There is no question that funds are desperately needed for programs to address crucial diet-related public health issues like cardiovascular disease in women. Coke spent $8 million on heart health education in five years (not including the in-kind contributions it made via specially printed product packages, Heart Truth dedicated websites and television commercials), while the federal government spent just $17 million on the Heart Truth campaign over ten years. The problem with Coke’s heart health spending is that its primary goal has been to downplay the role of sugary drinks in the obesity epidemic and to position diet beverages as healthy alternatives. Neither of these positions is fully supported by actual evidence and, as such, are in conflict with the mission of truly unbiased cardiovascular health initiatives.

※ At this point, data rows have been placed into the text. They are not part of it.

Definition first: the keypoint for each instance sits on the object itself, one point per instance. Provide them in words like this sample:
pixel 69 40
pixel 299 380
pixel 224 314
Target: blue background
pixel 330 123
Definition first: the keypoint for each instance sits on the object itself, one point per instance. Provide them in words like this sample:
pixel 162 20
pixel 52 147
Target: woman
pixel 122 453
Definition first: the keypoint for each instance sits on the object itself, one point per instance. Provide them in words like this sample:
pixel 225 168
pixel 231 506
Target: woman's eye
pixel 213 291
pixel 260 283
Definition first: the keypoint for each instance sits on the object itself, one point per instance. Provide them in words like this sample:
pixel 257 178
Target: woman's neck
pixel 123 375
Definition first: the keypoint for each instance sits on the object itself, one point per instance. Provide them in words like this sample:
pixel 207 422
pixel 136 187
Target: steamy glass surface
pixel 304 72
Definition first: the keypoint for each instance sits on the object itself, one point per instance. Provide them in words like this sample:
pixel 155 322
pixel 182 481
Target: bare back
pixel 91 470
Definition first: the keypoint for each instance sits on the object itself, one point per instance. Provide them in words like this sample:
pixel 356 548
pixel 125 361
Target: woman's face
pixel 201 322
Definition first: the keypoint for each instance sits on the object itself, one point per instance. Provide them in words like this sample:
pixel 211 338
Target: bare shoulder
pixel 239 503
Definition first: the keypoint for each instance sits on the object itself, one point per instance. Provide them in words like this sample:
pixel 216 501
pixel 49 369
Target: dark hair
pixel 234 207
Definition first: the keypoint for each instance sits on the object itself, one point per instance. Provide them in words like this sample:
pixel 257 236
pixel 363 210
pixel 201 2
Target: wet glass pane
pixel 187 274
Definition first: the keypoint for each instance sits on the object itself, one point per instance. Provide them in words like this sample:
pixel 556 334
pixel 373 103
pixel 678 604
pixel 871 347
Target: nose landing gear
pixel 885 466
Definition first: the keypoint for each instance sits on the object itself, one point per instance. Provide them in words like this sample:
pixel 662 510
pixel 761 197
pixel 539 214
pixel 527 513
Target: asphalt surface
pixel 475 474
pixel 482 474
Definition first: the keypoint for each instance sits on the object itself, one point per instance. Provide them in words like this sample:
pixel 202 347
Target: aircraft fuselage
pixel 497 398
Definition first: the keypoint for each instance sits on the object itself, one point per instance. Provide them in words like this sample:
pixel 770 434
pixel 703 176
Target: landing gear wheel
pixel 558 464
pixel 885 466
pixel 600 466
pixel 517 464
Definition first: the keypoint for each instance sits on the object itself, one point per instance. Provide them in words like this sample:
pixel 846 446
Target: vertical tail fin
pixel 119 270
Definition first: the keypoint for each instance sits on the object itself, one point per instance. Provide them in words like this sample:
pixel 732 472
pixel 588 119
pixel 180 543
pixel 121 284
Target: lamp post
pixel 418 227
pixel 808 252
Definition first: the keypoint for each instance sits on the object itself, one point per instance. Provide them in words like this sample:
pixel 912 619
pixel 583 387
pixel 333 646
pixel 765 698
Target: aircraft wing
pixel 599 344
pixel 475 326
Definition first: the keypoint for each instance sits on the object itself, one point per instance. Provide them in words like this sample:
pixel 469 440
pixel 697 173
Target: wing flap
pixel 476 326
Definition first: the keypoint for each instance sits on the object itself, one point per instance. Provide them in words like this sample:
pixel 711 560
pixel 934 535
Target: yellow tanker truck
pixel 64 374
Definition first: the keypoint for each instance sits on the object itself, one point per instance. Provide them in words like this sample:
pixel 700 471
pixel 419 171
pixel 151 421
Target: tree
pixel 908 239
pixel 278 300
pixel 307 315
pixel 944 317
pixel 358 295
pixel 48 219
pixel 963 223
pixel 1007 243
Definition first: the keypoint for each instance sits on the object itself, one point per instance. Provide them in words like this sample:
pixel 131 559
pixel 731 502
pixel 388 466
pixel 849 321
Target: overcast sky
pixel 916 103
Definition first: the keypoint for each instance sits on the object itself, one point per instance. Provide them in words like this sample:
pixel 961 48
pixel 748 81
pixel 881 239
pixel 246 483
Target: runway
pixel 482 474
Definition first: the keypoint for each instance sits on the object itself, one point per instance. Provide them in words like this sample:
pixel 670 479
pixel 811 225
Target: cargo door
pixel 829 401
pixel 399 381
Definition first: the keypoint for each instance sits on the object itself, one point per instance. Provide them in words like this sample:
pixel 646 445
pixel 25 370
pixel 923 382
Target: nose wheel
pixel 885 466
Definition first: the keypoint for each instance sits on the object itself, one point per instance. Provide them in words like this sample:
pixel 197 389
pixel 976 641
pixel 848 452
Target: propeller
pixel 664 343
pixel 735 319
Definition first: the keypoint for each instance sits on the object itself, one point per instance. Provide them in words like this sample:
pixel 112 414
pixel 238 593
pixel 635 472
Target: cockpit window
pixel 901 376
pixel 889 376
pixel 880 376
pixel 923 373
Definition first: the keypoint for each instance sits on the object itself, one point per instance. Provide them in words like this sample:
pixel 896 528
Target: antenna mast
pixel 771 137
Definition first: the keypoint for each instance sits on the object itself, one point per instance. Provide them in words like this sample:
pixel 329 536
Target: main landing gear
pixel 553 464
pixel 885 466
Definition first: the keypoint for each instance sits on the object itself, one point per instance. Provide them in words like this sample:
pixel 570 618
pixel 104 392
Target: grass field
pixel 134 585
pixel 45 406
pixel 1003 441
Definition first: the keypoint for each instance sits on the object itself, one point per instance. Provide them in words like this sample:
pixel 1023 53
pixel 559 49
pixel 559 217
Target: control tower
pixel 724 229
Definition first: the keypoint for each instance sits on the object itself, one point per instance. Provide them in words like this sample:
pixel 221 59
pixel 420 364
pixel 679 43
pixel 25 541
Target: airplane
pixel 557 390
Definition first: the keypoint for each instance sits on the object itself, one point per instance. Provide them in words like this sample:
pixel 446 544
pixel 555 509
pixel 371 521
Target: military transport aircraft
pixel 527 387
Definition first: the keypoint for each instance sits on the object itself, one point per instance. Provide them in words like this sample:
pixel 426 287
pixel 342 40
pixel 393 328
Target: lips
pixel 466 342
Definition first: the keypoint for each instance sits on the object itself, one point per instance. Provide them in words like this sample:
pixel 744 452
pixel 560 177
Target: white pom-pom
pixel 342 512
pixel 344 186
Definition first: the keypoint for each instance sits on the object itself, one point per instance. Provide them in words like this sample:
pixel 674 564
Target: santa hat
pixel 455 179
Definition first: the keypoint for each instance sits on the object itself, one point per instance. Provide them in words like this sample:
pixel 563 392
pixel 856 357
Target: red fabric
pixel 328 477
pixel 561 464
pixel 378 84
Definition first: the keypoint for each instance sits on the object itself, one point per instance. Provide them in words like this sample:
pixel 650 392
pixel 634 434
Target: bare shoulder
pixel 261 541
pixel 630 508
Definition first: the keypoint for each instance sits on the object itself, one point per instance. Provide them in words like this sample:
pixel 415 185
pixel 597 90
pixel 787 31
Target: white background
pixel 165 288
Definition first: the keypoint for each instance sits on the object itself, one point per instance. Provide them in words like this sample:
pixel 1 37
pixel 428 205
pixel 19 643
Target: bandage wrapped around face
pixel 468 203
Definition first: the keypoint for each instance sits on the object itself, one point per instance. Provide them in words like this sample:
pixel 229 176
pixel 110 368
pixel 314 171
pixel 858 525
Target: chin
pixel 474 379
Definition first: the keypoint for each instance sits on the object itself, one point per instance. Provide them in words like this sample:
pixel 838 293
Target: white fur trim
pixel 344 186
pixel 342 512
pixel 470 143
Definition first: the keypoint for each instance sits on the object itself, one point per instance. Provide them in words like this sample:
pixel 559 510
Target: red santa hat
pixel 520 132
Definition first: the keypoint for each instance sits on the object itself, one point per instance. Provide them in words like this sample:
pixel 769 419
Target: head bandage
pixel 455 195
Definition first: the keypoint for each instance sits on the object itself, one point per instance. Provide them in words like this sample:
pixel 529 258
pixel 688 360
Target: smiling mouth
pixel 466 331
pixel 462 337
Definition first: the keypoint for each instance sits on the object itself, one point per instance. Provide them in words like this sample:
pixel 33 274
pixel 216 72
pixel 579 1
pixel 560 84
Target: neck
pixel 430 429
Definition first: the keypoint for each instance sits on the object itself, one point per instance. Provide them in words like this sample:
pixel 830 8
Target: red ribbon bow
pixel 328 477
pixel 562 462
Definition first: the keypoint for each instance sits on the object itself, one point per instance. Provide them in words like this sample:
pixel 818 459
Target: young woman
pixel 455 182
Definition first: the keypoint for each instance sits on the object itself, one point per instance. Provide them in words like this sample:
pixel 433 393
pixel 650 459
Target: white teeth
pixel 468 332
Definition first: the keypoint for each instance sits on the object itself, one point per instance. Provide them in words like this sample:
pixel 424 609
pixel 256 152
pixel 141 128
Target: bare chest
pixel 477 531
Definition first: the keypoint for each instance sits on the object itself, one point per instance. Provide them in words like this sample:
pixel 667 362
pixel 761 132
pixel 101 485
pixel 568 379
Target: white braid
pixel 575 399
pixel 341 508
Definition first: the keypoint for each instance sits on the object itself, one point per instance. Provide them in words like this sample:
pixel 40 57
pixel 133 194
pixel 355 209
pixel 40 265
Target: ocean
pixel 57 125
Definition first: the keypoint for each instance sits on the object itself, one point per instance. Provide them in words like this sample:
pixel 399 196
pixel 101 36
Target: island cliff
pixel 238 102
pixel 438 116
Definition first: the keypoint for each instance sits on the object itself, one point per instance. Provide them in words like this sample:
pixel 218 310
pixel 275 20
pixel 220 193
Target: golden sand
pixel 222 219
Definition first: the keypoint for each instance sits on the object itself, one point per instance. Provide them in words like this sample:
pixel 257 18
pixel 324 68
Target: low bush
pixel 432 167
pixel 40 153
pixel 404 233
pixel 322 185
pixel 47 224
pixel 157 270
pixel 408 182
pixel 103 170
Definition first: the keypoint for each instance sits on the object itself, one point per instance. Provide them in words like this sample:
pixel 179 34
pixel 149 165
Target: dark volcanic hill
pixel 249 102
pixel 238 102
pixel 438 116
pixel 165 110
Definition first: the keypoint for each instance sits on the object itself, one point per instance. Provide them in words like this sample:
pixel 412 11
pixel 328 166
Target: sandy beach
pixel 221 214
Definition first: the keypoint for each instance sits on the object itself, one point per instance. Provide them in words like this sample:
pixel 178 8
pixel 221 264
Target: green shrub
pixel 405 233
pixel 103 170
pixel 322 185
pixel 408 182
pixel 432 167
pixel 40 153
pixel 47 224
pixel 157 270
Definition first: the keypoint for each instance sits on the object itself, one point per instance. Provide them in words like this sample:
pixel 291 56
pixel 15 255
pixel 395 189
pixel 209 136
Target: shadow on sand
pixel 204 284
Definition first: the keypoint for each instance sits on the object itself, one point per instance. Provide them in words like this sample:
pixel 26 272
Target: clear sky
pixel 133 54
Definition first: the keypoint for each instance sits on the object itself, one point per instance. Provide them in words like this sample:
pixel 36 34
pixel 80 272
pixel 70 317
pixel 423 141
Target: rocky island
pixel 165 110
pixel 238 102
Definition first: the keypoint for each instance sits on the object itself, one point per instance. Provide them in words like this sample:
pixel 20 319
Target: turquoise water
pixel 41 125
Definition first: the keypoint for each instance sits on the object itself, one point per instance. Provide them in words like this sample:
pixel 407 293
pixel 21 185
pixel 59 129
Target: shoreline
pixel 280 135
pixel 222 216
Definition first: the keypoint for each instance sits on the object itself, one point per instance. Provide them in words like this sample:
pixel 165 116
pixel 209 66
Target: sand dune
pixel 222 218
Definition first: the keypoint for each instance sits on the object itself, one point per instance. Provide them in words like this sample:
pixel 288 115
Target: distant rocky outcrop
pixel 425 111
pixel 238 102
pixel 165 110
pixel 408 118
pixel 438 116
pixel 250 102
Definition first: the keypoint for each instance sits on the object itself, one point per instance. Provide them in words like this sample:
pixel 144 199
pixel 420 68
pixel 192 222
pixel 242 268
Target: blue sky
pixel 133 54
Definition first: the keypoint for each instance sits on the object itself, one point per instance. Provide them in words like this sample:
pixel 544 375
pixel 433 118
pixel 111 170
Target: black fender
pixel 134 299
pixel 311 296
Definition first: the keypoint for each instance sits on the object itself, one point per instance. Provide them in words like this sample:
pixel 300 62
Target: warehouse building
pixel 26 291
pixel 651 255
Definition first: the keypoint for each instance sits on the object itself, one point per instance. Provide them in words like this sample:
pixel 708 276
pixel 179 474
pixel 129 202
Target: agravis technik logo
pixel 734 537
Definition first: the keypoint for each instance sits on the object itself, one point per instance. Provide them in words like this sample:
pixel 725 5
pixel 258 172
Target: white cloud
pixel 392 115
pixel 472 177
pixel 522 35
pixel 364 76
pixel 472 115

There remain many unanswered questions about Coke’s heart health “partnerships.” To what extent did Coke’s initial participation with NHBLI’s Heart Truth campaign give the company legitimacy through what appeared to have been the government’s imprimatur and grant it access to the private organizations it subsequently partnered with? What other requests for political support did the company make of the heart health organizations it funded? How did Coke’s funding impact the heart health activities of the organizations it funded in terms of dietary recommendations to the public or support for public health policies at odds with Coke’s agenda? The most important question left in the wake of Coke’s co-optation of the Heart Truth campaign is this: Moving forward, how can the United States create and sustain unbiased funding mechanisms for the crucial public health issues of our time?